At the end of tonight’s meeting someone called B opened their mouth and spoke what seemed like an unplanned, random jumble of words, but what was really a clever, funny, authentic story about their life. There was humour and insight, pathos and intelligence; it was fluent and relatable, like a friend talking to you over coffee. When I was sharing my anxiety in the counselling exercise earlier in the day, I had had some of that fluency; there hadn’t been any of the usual anxiety beforehand about what to say, none of the self editing and careful scripting. I had just allowed myself to say what seemed relevant in the hope it would pay off. It really, really bugs me that I can’t just say things in an AA meeting without scripting them beforehand; that I have to wait for a suitable gap in the sharing before opening my mouth and saying my name. What I wouldn’t give to be able to do what B did, just open up when I feel like it and say something that the whole room agrees with, without having to think about it at all.
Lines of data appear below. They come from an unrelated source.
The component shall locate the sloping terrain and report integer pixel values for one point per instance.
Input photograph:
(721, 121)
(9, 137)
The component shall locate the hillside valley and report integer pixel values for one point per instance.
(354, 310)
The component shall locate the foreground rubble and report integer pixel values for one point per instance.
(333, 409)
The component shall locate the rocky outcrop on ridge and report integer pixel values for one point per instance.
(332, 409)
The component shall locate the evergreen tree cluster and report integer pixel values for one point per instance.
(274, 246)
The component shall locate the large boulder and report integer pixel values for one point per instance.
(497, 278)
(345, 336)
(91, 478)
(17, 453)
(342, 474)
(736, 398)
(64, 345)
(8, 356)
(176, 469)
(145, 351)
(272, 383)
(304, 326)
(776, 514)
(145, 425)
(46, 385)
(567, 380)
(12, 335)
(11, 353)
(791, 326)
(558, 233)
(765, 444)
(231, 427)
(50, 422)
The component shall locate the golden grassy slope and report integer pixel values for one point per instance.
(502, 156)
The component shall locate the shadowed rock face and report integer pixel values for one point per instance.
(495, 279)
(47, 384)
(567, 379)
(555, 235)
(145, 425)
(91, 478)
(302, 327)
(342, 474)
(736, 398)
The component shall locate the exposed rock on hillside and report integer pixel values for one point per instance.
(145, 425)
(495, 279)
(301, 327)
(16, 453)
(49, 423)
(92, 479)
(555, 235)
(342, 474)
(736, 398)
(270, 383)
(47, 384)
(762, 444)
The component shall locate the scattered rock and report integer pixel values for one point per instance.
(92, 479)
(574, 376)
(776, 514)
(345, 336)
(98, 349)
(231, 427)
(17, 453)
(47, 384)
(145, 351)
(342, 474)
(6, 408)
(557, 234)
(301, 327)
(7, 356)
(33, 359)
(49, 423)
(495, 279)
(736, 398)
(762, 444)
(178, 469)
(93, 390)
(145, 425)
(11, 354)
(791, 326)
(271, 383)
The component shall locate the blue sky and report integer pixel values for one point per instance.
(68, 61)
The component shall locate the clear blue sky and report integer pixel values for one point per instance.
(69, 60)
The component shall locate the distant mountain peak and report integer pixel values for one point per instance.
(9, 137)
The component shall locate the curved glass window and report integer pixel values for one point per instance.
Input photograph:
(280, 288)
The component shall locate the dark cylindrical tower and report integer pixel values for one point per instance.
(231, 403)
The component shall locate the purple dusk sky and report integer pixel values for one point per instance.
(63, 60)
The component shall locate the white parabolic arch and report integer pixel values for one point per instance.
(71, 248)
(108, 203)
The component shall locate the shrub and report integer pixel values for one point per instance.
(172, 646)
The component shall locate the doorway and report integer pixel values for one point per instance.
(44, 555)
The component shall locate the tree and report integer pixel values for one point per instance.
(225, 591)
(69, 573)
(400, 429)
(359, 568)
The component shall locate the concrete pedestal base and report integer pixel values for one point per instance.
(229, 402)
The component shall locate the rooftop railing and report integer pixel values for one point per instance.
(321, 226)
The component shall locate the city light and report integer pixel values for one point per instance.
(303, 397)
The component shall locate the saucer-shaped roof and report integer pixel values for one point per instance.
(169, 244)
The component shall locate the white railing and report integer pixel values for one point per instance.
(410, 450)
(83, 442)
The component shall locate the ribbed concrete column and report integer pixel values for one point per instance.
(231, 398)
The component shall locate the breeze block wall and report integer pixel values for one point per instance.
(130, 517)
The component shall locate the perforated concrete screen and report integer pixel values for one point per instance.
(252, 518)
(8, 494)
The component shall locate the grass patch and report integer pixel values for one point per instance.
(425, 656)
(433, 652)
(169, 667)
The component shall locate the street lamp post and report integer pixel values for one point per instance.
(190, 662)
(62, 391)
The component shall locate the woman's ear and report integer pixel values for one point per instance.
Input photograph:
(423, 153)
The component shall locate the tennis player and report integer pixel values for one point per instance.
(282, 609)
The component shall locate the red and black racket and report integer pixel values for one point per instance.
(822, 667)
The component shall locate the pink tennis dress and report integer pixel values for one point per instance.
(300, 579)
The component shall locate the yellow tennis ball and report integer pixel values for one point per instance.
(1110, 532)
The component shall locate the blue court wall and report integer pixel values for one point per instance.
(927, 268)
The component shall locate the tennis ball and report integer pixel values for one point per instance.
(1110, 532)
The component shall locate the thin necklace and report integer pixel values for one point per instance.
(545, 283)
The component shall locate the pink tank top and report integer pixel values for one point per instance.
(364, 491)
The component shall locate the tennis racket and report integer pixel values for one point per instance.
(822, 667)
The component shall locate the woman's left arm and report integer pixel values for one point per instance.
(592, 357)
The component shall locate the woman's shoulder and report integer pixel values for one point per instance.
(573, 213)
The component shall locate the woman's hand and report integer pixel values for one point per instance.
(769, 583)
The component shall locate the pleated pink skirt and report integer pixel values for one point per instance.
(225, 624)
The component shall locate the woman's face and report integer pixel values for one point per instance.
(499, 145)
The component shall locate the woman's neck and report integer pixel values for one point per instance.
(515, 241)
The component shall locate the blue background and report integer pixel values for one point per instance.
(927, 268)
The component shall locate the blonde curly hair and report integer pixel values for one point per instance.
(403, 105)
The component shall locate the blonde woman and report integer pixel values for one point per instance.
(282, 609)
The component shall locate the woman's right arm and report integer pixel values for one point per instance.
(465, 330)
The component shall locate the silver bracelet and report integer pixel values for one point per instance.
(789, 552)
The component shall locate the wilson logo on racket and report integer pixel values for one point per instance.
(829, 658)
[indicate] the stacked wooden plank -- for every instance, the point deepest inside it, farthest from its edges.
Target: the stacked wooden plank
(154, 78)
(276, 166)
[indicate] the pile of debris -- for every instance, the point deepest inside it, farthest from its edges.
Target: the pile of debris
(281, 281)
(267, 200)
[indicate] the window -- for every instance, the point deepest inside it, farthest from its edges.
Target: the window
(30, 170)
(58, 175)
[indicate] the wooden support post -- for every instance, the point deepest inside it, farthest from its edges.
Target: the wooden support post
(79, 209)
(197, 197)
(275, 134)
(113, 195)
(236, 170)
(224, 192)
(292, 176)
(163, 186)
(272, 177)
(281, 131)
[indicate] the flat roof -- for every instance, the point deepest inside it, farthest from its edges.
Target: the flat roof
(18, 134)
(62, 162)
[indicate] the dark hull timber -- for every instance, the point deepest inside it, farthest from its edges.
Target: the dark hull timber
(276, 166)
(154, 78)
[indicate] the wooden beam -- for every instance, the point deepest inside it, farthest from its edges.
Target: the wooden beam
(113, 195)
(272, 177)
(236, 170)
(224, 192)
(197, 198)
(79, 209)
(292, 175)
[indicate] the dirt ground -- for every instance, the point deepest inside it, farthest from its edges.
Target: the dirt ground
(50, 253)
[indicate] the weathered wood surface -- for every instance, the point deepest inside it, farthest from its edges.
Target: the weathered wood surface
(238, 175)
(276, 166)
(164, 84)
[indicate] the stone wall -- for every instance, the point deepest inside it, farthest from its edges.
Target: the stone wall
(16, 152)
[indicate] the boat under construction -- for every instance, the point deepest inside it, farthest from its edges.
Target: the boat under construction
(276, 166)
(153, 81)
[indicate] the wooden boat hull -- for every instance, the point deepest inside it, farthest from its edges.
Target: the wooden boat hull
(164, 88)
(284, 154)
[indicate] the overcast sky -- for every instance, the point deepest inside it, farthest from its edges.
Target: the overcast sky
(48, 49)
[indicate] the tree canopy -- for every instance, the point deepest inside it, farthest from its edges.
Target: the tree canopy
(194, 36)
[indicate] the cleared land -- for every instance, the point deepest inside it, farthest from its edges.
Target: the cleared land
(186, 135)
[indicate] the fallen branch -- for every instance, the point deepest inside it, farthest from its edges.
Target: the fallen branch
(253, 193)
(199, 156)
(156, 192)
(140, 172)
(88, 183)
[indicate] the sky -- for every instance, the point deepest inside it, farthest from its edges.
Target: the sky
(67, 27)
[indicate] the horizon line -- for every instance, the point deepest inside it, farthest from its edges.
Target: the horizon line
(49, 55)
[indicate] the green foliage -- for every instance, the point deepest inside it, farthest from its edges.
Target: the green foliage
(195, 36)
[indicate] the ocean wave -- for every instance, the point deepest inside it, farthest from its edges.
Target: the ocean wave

On the way home I couldn’t help thinking about Carl Rogers and authenticity. Evidently I want to be able to be authentic when I share in AA meetings, to let others in, but I can’t do it when I’m sitting there trying to think of the funniest, cleverest thing to say. Anything I script in my head beforehand can never come out authentically because it just sounds like a script. I put so much pressure on myself to say the best thing I can in the short time given, it’s no wonder I rarely end up sharing.
When I next share in a meeting, I could refuse to script it out beforehand, and just say the first thing that comes to mind. I don’t script everything I’m going to say when I’m talking to a friend like P, for instance, and I don’t beat myself up afterwards for things I’ve said to him. If I could just start talking fluently and normally in a share, like I do in one to one situations with friends outside, it might be the beginning of an authentic change in my life. I immediately balk at the thought of saying things in a meeting that I would normally say to P, or on here – but why? You’re supposed to be able to share anything in an AA meeting, it’s supposed to be a safe space where we’re really honest. I’m coming to realise that I’ve never really been honest in an AA meeting, not for a long time. I’ve just said things that I thought would sound clever or relevant. I haven’t really reached into my soul and blurted the whole truth out, not like I do on here.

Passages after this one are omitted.